Thursday, December 23, 2010

A post about sobriety (not culture related) : The Ghosts of lovers past.

While the word ‘lover’ is used here, I think anyone reading it knows there’s no love inferred here.  Until they come up with the term “lusters” it will have to do.
This time of year is a time for reflecting.  When people reach out to old friends, relatives, fuck buddies.  Yep you read that right.  It also seems as if my old ghosts have come calling.  Almost 3 years sober there are fewer of them than there used to be.
While actively drinking I racked up a lot of how shall I put this?  Acquaintances.  Fleeting fun and usually a complete waste of time.  Some I remember many of them I don’t.  Which is odd.  In sobriety I now thankfully have fewer regrets and fewer acquaintances.

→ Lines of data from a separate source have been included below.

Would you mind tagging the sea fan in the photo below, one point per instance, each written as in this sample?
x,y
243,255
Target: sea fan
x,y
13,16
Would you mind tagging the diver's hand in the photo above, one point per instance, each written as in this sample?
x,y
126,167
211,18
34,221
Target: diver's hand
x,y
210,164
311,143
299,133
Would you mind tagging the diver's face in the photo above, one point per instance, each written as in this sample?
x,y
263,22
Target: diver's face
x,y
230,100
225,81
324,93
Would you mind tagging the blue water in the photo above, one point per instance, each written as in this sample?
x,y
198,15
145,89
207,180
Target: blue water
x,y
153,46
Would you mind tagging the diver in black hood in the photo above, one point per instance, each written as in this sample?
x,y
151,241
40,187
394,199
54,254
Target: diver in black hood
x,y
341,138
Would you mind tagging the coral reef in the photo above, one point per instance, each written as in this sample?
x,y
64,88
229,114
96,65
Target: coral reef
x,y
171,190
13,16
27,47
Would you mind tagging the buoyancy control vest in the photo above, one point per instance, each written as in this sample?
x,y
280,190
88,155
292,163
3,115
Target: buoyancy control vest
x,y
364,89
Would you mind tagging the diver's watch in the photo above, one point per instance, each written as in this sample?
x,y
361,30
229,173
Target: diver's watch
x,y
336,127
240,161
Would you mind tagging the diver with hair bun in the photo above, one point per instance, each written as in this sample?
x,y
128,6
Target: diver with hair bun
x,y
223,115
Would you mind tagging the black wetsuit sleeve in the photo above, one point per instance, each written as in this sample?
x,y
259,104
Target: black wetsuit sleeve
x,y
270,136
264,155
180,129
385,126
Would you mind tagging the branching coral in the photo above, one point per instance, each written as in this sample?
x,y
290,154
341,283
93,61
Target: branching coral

Today I got an email from someone I don’t ever recall talking to.  I didn’t remember their name, but they had my email address and using that they decided to write me. 
Responding is always tricky.  I used to be polite and write back stuff like “I’m not that girl anymore” but that was never enough to placate them, even now it still isn’t.  Sometimes I joke to myself that I would tell them I became a nun or that I’m a 300 lbs shut in, but I don’t.  I live a life of honesty now.  One that I am glad to be owning up to.  So I come clean and tell them “I’m in recovery and don’t remember you nor am I interested in participating with you now.”  It seems rude but its honest and usually effective.  The drunken one-nighters I once persued have no place in my life anymore.   They never did, I was just too ill to realize that when I was drinking.
As the years pass and more time and distance is put between the sober woman I am now and the reckless drinker (and user of people) that I once was I AM GLAD.  I’d like to think of all of that behavior like a bad dream, but I know it isn’t.
An important part of sobriety is owning up to the destruction I caused from self-will run riot.  And that’s okay.  God has enabled me to love myself as I am now, inspite of my past errors and mistakes.
I’m hoping there aren’t anymore ghosts coming, we’ll see.